Eingereicht on 24. Juli 2019 – 8:31

Collective Climate Justice. Frühmorgens am Montag, dem 8. Juli 2019 setzten mehr als 100 Klimaaktivist*innen ein mutiges und deutliches Zeichen: Der Schweizer Finanzplatz soll seine massiven Investitionen[1] in klimazerstörerische Projekte sofort beenden. Getreu dem Motto «Wir drehen den Geldhahn zu» verbarrikadierten die Aktivist*innen die Eingänge der Credit Suisse am Paradeplatz in Zürich und der UBS am Aeschenplatz in Basel. Die beiden Banken haben sich dieser Kritik bis heute nicht gestellt und liessen die Blockaden stattdessen noch am gleichen Tag durch die Polizei räumen. Obwohl die Aktionen absolut friedlich verliefen, folgte eine Welle der Repression, wie sie ökologische Bewegungen in den vergangenen Jahren nicht erlebt haben: In Zürich wurden 64 und in Basel 19 Aktivist*innen verhaftet und ins Gefängnis gesteckt, gegen die nun zahlreiche Strafbefehle und Bussen in der Höhe von mehreren Zehntausend Franken verhängt wurden. Einige Erlebnisse aus Zürich mit Polizei und Strafbehörden, die lieber Banken als friedlich demonstrierende Menschen schützen, sind hier zusammengestellt.
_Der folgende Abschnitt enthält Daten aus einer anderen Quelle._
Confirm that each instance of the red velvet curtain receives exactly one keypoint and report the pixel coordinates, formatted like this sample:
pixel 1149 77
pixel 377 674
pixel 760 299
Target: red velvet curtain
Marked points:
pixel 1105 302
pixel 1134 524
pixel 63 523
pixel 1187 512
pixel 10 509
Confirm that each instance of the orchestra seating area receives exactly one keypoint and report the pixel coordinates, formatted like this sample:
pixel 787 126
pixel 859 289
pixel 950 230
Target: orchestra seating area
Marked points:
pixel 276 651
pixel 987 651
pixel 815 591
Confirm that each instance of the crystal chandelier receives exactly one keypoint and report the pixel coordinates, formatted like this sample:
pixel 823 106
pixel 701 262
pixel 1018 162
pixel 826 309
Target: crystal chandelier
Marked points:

Auch Aussenstehende merkten an besagtem Montagmorgen schnell, dass das riesige Polizeiaufgebot nicht bloss ein Einsatz, sondern vor allem eine Machtdemonstration war. Polizist*innen legten den Verkehr um den Paradeplatz lahm, stellten sich wie an einer Militärparade auf und liefen in soldatischen Kolonnen auf die Klimaaktivist*innen zu. Diese wurden brutal zu Boden gedrückt, grob festgehalten und schonungslos abgeführt. In Kastenwagen und mit Kabelbindern gefesselt, begann dann das lange Warten, für einige sogar bei brütender Hitze in Tiefgaragen.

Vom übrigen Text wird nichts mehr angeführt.